The Yedshi Ramling Ghat Wildlife Sanctuary is located in Osmanabad district. Yedshi Ramling Sanctuary has headquarters at Yedshi. It is situated 20 km from Osmanabad city and 95 km from Beed city. The Latur-Barshi highway passes through the sanctuary. The sanctuary is situated in Kalamb, Bhansgaon and Wadgaon villages of Osmanabad and Kalamb Tehsil of Osmanabad district. It is situated in the Balaghat mountain range of the Sahyadri.

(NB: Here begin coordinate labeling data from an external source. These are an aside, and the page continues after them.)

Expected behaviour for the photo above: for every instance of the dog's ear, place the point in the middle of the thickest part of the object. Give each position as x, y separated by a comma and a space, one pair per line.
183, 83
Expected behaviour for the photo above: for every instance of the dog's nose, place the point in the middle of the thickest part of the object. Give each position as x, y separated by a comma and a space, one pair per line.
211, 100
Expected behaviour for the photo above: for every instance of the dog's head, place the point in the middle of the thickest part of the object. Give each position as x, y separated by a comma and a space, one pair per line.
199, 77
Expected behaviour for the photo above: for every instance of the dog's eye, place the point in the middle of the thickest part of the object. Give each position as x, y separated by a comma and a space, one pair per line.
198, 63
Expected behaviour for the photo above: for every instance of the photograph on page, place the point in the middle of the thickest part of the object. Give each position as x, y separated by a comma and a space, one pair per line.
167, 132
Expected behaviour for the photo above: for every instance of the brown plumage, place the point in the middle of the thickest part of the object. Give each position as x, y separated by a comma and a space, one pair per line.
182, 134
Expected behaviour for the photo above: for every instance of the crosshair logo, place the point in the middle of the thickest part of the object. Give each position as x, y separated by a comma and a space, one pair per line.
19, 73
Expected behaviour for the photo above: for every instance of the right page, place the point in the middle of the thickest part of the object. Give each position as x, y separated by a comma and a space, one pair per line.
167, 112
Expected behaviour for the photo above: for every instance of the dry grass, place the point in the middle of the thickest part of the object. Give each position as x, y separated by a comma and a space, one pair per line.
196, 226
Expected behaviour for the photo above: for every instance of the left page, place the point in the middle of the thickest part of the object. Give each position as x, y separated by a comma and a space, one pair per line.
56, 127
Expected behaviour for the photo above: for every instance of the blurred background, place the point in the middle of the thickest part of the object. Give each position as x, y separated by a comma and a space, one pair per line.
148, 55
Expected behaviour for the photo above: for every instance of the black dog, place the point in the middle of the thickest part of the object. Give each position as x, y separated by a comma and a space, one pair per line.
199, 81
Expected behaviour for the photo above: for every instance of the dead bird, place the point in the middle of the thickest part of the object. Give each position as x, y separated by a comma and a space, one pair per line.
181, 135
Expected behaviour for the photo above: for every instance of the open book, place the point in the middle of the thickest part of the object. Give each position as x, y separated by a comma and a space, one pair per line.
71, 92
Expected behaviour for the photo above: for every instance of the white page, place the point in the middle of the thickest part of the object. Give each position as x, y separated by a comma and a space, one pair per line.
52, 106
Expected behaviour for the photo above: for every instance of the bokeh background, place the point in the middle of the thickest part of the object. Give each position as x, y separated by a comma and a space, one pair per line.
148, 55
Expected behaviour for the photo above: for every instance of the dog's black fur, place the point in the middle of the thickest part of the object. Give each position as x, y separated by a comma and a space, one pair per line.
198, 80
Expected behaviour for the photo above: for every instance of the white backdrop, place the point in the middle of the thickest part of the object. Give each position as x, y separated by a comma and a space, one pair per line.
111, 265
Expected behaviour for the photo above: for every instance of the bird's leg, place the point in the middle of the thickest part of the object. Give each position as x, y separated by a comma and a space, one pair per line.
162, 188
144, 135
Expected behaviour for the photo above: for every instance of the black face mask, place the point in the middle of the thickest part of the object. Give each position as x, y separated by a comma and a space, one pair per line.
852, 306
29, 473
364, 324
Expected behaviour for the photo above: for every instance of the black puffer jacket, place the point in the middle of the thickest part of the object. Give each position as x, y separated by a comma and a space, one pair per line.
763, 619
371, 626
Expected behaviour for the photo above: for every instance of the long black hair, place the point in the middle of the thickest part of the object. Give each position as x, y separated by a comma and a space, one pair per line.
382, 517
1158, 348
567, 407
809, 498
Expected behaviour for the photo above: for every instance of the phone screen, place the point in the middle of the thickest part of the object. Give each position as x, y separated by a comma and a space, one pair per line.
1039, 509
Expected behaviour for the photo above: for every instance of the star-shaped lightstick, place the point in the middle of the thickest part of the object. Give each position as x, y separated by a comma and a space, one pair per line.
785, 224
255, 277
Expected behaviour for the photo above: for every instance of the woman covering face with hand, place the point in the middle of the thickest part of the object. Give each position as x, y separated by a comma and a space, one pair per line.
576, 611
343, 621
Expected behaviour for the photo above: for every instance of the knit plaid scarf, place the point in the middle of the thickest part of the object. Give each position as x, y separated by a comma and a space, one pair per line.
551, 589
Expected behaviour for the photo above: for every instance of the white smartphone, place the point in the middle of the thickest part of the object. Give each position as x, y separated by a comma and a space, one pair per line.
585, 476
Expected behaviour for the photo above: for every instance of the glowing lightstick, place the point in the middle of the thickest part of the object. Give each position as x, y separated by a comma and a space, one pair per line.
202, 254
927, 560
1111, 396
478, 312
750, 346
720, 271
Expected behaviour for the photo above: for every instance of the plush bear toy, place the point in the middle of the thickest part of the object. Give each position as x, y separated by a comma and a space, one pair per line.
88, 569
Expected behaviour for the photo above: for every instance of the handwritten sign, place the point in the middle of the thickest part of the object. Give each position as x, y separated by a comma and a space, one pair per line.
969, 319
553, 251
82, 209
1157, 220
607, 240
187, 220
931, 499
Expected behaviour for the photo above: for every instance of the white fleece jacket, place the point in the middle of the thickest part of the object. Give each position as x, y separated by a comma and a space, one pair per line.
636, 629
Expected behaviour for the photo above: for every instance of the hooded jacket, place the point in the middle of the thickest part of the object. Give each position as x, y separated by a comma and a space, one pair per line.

In 1997, the government declared an area of 2237.5 hectares as 'Ramling Ghat' Sanctuary for the protection of various plants, animals and birds. It is also known as hill station as it is high above sea level.

==Location==
The nearest rail head is Yedshi Town of Maharashtra state which is 5 km from the sanctuary. Regular buses are available from Barshi, Osmanabad and Latur Bus Stand. The sanctuary is open for visitors from sunrise to sunset. There are many hotels and resorts located near Yedshi and Osmanabad towns.

==Management==
The Yedshi Ramling Ghat sanctuary is a part of Aurangabad Wildlife Division.The Range Forest Officer( Wildlife) located at Yedshi is in charge of the sanctuary. The Barsi Light Railway line built in 1907 connecting Kurduwadi to Latur passes through the sanctuary.

==Flora==
The forest types is of the type of South tropical (regional) arid deciduous forests and thorny forests. Most of the forest area is hilly wooded land with patches of scrub land. The common trees found are Apta, Sag, Sandalwood, Guggul / Salai, Neem, Bhera, Garadi, Savar, Ain, Bor, Dhaman, Sitaphal, Saada, Moh, Medshing, Behda, Acacia catechu (Khair), Acacia leucophloea (Hiwar), Acacia nilotica(Babul), Aegle marmelos (Bel), Albizzia lebbek, Albizzia procera, Anogeissus latifolia (Dhawda), Butea monosperma (Palas), Boswellia serrata (Salaia),Ficus and Terminalia species. The common shrubs include Vites negundo, zizyphus species, Cassia auriculata(tarwad), Carissa carandas, and Helicteres isora(Murudsheng) and Ghaneri shrubs are also found in large numbers here. Apart from these, the forest department has planted a large number of trees like Bor, Shisam, Subabhul, Glyricidia here

==Fauna==
The animals include leopard, wildcat, sloth bear, blackbuck, jackal, wolf, fox, monitor lizards, porcupine, barking deer, and hares. More than 100 species of birds are recorded in the sanctuary area.

==Tourist Places==
The major tourist place is Ramling temple which is a famous religious Lord Shiva temple. The sanctuary is accessible in the entire year. However the best months to visit are from October to June. There is a forest rest house at Yedshi. There is a railway resthouse on Durgadevi hilltop near Ramling temple.

==Threats==
The threats include illicit cutting, forest fires, encroachment, hunting and trespassing. The spread of shrubby weed Lantana camara is causing damage to the grasslands. The animals in the sanctuary face water scarcity during summer.